Le Nigeria, une solution coûteuse et risquée
Avant sa fermeture, le corridor béninois constituait l’un des principaux axes logistiques pour le Niger. Aujourd’hui, nombre de commerçants et transporteurs se rabattent sur le Nigeria, une option plus longue, plus onéreuse et souvent périlleuse.
« Nous avons subi des pertes à tous les niveaux : émotionnel, commercial et financier. Même en contournant par le Nigeria, les risques financiers restaient élevés. Aujourd’hui, cette situation est en train de s’améliorer, mais les séquelles persistent », confie Yacouba Dan Maradi, un acteur économique nigérien.
Une rentabilité en chute libre
Les transporteurs d’hydrocarbures paient également un lourd tribut. Les délais d’acheminement se sont considérablement allongés, réduisant drastiquement la rentabilité de leurs activités.

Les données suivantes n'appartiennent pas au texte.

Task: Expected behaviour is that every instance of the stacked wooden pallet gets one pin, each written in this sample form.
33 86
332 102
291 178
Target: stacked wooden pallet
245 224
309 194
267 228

Mody Hassane, secrétaire général du syndicat des transporteurs d’hydrocarbures, décrit une situation économique alarmante :
« La fermeture des frontières a profondément affecté notre secteur. Avant, nous réalisions deux à trois voyages par mois. Désormais, un seul trajet peut prendre deux à trois mois. Les pertes sont colossales, et l’équilibre économique n’est plus viable ».
L’augmentation des coûts logistiques et le ralentissement des échanges commerciaux continuent de fragiliser l’économie nigérienne, toujours marquée par les conséquences de cette fermeture frontalière.
Les professionnels du commerce et du transport espèrent désormais une réouverture durable de la frontière entre le Niger et le Bénin. Une normalisation des échanges permettrait de relancer l’activité économique et de rétablir un flux commercial fluide.